The last few years have been an insane roller-coaster ride as far as online security is concerned.
From malware campaigns to ransomware, almost every single part of the globe has been affected by these attacks.
Now, a new data breach has just occurred with nearly 540,642 vehicle records leaked online. The sheer amount of data in this breach is mind-boggling as hundreds of thousands of people expected to be affected by this.
It seems that every year, one major attack occurs and subsequently causes devastating, widespread repercussions.
Though security programs are constantly evolving, hackers are constantly finding new ways to illegally steal data.
That has caused the number of cyber hacks to spike in 2017.
How Did the Data Breach Happen?
In a blog post, the Kromtech Security Center first revealed that researchers had discovered that nearly half a million vehicle records belonging to SVR Tracking were leaked online.
SVR Tracking is a company known for specializing in recovering vehicles.
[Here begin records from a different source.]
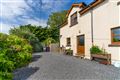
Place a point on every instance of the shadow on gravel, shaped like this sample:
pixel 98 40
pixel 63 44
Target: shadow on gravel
pixel 36 57
pixel 24 73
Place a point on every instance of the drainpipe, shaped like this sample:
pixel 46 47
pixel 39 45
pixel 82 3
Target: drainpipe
pixel 92 26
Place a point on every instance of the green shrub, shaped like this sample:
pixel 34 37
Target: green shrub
pixel 14 52
pixel 6 76
pixel 30 37
pixel 95 50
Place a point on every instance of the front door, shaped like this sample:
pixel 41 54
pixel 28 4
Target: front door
pixel 80 45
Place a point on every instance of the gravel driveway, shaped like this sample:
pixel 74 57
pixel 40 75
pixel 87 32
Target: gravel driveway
pixel 51 66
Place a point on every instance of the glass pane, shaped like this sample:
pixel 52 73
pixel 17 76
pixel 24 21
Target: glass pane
pixel 116 38
pixel 116 31
pixel 81 41
pixel 116 34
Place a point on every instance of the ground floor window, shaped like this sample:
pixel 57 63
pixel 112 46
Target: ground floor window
pixel 115 32
pixel 68 41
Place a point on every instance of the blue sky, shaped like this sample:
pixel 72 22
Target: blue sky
pixel 19 12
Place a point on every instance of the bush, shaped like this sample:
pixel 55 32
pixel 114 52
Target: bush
pixel 6 76
pixel 95 50
pixel 14 52
pixel 30 37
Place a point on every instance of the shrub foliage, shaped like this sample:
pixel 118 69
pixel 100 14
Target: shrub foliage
pixel 14 52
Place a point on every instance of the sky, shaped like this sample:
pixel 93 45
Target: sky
pixel 36 12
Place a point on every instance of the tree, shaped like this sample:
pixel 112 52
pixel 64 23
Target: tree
pixel 55 19
pixel 25 32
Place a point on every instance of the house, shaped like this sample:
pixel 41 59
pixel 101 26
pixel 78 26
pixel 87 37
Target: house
pixel 97 23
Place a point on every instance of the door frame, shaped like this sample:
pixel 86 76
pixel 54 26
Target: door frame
pixel 77 42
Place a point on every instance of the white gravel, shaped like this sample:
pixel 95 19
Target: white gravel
pixel 54 66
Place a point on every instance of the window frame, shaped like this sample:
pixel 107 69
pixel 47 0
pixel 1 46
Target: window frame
pixel 68 41
pixel 112 36
pixel 73 20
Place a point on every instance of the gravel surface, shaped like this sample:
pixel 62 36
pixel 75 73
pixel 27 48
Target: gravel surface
pixel 51 66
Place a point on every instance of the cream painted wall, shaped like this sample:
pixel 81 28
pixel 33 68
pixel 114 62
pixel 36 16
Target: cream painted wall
pixel 105 17
pixel 71 32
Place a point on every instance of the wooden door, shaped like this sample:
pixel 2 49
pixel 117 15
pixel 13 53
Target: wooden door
pixel 80 45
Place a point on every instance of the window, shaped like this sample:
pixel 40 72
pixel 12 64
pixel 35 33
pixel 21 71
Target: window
pixel 68 41
pixel 115 32
pixel 74 19
pixel 81 40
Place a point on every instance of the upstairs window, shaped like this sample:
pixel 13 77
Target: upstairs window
pixel 68 42
pixel 115 32
pixel 74 19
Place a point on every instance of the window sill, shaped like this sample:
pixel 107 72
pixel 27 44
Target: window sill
pixel 114 45
pixel 68 45
pixel 74 24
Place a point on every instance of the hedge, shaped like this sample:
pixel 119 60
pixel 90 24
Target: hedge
pixel 15 52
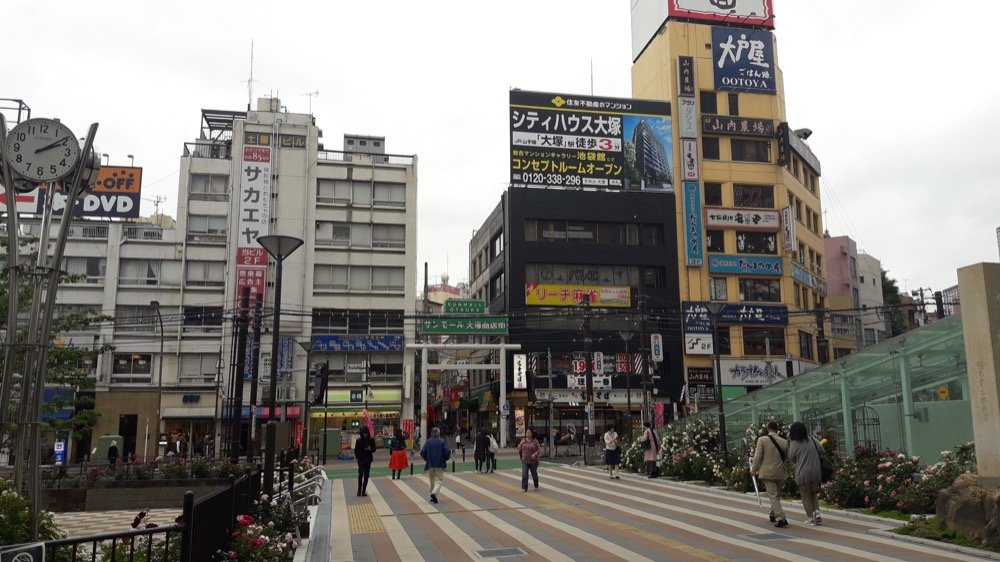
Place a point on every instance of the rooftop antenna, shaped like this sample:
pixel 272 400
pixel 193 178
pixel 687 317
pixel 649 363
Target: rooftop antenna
pixel 311 95
pixel 250 81
pixel 591 76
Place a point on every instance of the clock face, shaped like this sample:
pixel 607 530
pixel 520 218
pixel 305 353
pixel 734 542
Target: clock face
pixel 42 150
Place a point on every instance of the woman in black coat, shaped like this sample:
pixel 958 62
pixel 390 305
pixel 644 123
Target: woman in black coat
pixel 364 452
pixel 481 453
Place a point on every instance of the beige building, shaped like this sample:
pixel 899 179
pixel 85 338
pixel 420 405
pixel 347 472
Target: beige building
pixel 750 188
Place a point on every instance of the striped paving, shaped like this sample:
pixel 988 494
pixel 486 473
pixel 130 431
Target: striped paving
pixel 580 514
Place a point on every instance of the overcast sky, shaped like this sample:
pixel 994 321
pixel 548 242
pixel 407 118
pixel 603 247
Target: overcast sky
pixel 901 98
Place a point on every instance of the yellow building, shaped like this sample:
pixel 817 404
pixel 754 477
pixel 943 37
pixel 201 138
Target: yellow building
pixel 749 212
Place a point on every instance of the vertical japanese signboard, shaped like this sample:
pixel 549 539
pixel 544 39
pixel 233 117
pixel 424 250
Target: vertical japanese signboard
pixel 743 60
pixel 564 140
pixel 520 374
pixel 694 251
pixel 254 215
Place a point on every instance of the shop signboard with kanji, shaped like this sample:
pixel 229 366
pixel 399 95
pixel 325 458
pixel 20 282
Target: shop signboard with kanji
pixel 481 325
pixel 571 141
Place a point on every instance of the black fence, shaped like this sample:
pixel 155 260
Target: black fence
pixel 203 529
pixel 214 517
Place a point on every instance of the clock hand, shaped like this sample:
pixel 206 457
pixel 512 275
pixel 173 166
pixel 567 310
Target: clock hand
pixel 50 146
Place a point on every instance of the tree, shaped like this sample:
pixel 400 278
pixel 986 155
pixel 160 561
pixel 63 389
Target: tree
pixel 67 365
pixel 893 305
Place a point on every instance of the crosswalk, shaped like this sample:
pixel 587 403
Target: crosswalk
pixel 580 514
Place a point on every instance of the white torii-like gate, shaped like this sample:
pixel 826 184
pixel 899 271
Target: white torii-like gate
pixel 502 365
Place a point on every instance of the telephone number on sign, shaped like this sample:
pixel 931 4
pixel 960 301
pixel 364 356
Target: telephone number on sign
pixel 551 179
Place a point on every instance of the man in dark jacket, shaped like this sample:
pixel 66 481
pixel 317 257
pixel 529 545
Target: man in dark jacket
pixel 436 452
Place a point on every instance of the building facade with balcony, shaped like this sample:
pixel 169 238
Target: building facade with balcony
pixel 750 235
pixel 173 293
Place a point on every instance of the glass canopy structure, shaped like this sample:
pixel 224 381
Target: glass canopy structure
pixel 909 394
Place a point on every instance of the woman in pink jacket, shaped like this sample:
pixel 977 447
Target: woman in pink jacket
pixel 649 436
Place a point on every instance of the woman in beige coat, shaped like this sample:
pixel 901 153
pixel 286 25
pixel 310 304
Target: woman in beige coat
pixel 769 463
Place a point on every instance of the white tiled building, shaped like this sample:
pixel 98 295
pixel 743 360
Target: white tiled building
pixel 347 292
They provide 24-hour surveillance for customers’ vehicles so as to avoid from getting towed or, even worse, stolen.
But in order to record everything around the clock, they use a tracking device to monitor the vehicle’s movement.
These tracking devices were planted on the vehicle in places where no one would notice except the owner.
These devices allow both regular customers and auto dealers to both locate and recover their vehicles if they’re ever stolen or towed.
It will alert the owner to the vehicle’s whereabouts and its state of motion. The app displays a real-time graph and other important data to accurately measure vehicle activity.
The popularity of such trackers rose over the last few years as vehicle thefts became increasingly common in the United States.
There was once a time when people could leave the keys in their car safely, but that is only a distant memory now.
That very same tracking device allowed SVR Tracking to provide continuous updates on the vehicle being monitored.
It sends a message about the vehicle’s location every two minutes when it is in motion and every four hours when it is stationary. This allowed them to know exactly where the vehicle was in the past 120 days.
The only thing that was required for anyone to get this information was the assigned login credentials.
With the login details, customers could access this information through the SVR app, which can be downloaded and installed on computers and mobile devices.
Amazon S3 Bucket’s Lax Security
Kromtech found out that the SVR data was actually stored in a publically accessible Amazon S3 bucket.
Stored on that database was the information of over half a million vehicles, including their customer’s email login details, license plate numbers, vehicle identification numbers, IMEI (International Mobile Equipment Identity), GPS device numbers and passwords.
The passwords stored in the Amazon S3 bucket used a cryptographic hash function named SHA-1, which has several issues in security besides being an old encryption method.
A savvy hacker would be able to crack through it with relative ease. It came as no surprise to learn that a data breach of such magnitude occurred after this information was obtained.
Recently, a group named the CynoSure Team made a statement that they were able to crack over 95 percent of SHA-1 hashes from a total of 319 million.
It’s not exactly certain for how long these leaks were online, as only Amazon and the individual who owned the S3 bucket know the real duration.
There is speculation regarding the number of devices that were used to track the vehicles, as some customers used multiple devices according to their needs.
What is frightening is the thought that criminals might be able to login using information from the data breach to steal other people’s cars with ease.
These leaks also ended up exposing nearly 339 logs that contained various vehicle records, images and maintenance records.
Even contracts with car dealerships that used SVR Tracking’s services were exposed in the data breach.
Not the First Data Breach This Year
These leaks, however, aren’t the only ones of their kind to have occurred this year.
Several weeks ago, Kromtech also discovered a massive telecommunications data breach where nearly four million customer records were leaked online.
Those leaks were also later found to be from an unsecured Amazon S3 bucket.
Before that, data regarding nearly 88,600 credit card info, passport photographs and various additional personal identification ID’s were hacked as well.
Hacking and data breaches are not a recent phenomenon by any stretch of the imagination; however, the scale of the thefts is increasing at an alarming rate.